8. Scaling to 1 Million Concurrent Bids

You do not scale this with bigger machines.

You scale it horizontally.

Strategy

1. Shard by auction_id

const shard = hash(auctionId) % totalShards;

Each shard has:

  • Dedicated Redis instance
  • Dedicated BidService cluster

This prevents hot auctions from blocking others.


2. Cache-First Architecture

Redis = source of truth for active auctions Database = historical durability layer

You trade immediate durability for throughput.

That’s intentional.


3. Backpressure Strategy

Under extreme load:

  • Rate limit per user
  • Reject bids if queue depth exceeds threshold
  • Apply request TTL (e.g., 2 seconds)
  • Use circuit breakers if downstream fails

Fail fast > fail catastrophically.


9. Fraud & Shill Bidding Prevention

Shill bidding = fake bids to inflate price.

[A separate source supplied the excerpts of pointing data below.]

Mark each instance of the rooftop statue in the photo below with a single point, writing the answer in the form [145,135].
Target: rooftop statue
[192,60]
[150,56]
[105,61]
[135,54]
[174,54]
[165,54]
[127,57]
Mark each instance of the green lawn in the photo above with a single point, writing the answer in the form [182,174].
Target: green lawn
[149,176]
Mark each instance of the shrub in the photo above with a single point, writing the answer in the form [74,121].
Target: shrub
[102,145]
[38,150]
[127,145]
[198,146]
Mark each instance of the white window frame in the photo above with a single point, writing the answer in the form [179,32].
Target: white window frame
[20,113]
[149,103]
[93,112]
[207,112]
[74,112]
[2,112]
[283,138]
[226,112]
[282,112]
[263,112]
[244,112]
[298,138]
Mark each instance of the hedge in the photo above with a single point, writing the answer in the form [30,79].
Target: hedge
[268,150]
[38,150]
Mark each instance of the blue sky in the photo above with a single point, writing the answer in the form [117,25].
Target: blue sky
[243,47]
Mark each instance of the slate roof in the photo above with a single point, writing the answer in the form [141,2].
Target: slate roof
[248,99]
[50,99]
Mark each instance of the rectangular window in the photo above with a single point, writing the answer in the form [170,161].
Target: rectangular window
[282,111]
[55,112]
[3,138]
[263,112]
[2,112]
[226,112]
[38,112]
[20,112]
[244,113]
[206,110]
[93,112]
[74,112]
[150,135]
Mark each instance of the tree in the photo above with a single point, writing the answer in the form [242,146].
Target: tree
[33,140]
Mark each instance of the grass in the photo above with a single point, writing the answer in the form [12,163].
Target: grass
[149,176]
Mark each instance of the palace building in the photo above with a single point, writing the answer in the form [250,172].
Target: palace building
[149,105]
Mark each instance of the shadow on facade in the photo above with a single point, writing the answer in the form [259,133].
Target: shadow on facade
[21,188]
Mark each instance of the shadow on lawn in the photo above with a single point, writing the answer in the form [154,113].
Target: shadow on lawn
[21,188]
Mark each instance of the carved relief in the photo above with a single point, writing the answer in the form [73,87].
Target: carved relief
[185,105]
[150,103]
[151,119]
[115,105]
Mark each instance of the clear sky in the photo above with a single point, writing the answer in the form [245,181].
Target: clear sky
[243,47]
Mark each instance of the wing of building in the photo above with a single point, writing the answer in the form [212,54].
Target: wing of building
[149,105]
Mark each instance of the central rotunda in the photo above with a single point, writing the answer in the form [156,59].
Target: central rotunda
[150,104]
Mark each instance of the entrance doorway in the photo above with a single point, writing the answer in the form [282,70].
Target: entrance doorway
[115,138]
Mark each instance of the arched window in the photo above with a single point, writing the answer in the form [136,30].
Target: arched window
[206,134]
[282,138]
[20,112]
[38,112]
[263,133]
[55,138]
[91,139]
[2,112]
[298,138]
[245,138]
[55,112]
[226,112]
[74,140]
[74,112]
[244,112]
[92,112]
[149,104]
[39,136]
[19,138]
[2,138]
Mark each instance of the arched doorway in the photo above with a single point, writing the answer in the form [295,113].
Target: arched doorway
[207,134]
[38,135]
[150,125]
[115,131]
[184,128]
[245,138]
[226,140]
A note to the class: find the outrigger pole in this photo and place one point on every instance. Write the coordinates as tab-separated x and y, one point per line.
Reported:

This is not a backend-only problem. This is a data science + behavioral problem.

Detection Approaches

  • Same IP/device fingerprint across accounts
  • Bid clustering on single seller
  • Abnormal bid escalation patterns
  • Graph-based account relationship analysis
  • ML anomaly detection

Every bid must be immutably logged.

Never trust surface-level heuristics alone.


10. Multi-Region Global Scaling

Now it gets interesting.

The Problem:

  • Users are global
  • Auctions are time-sensitive
  • Latency matters

Strategy:

  • Geo-partition auctions by origin region
  • Route bids to home region
  • Replicate bid events asynchronously
  • Use timestamp-based conflict resolution
  • Region-local notifications

You do NOT want cross-region locking.

That kills latency.


11. Trade-Off Discussion (Senior-Level Framing)

DecisionTrade-Off
Redis as live stateIn-memory risk vs ultra-low latency
Async persistenceEventual durability vs throughput
Partition by auctionComplexity vs isolation
Region-based ownershipSimpler consistency vs flexibility

Every design decision here is about:

Reducing contention while preserving correctness.


12. Final Thoughts

Auction systems are deceptively complex because the core challenge isn’t throughput — it’s correctness under contention. Two users bidding on the same item at the same millisecond must produce a deterministic, auditable result every single time.

That’s what makes this different from a typical high-write system. Financial incentives mean every bid must be immutably logged, every race condition eliminated, and every edge case (shill bidding, region failover, tie-breaking) explicitly handled. You can’t paper over bugs with eventual consistency when real money is on the line.

The architecture here — Redis Lua for atomic validation, Kafka for durable event streaming, sharding by auction ID — is designed around one principle: serialize the contention point, parallelize everything else.